Following his military service, Panyak entered the Ural State University of Economics (USUE), faculty of Planning and Economics, specializing in Commercial Activity Organization. During this time, he launched his first business. The venture required full-time dedication, and eventually, he chose business over continuing his studies.

== Professional Path & Business ==
In the early 1990s, Panyak founded Homeservice, one of the first companies in Yekaterinburg to offer ready-made food delivery. In 1996, together with Ivan Kuzovlev, he established the beauty and cosmetics chain Gold Apple. The first store was a small shop specializing in cosmetics. In 2004, the company adopted a new concept—a large beauty store with a stylish interior. This concept quickly became the company’s hallmark not only in Russia but also abroad.

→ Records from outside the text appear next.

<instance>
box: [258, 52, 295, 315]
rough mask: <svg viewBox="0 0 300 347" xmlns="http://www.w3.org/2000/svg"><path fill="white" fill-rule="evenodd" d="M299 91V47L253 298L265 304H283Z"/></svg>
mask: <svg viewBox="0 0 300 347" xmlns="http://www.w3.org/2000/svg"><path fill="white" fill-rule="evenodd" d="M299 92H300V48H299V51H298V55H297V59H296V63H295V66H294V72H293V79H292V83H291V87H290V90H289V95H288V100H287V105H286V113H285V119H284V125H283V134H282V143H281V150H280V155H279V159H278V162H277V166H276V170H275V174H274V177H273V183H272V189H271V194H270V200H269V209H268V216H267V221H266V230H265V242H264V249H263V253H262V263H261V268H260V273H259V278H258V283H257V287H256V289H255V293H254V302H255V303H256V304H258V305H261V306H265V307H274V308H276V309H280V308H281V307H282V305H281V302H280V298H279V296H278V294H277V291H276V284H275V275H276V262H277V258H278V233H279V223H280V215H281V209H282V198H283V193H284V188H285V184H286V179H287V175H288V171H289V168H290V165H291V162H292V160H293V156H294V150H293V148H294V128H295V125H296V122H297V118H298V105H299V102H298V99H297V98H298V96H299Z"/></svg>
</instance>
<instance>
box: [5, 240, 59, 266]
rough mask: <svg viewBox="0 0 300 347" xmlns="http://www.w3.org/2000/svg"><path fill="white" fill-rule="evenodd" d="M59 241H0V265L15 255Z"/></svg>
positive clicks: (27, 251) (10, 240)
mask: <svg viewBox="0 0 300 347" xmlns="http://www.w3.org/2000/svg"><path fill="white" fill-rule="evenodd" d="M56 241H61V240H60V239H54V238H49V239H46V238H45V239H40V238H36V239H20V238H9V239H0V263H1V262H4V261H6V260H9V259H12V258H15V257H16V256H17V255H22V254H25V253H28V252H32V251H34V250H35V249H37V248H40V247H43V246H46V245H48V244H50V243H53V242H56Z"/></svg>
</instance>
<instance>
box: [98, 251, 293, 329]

Maxim Panyak is responsible for assortment, brand relations, and personnel management. Under his direct leadership, the company’s assortment has grown to 5,000 brands, more than 200 of which are carried exclusively by Gold Apple. The workforce expanded from 12 employees in 1996 to 14,000 by 2025. Advanced personnel management and training systems were introduced, including training through virtual reality technology. It became possible to solve the problems of commissioning large-scale projects: in 2025, the company opened a distribution center in the Istra district, creating more than 600 jobs at one time.

== Personal Life & Interests ==
Panyak resides in Russia and has three children. His father, Stefan Grigorievich Panyak, is a professor at the Department of Geology and Emergency Protection at the Ural State Mining University.

Maxim Panyak has a passion for contemporary art and poker, regularly participating in international tournaments. In 2011, he won the main event of the Russian Poker Tour in Kyiv. At the OFC World Championship tournament High Roller, became Russia's first Chinese poker world champion.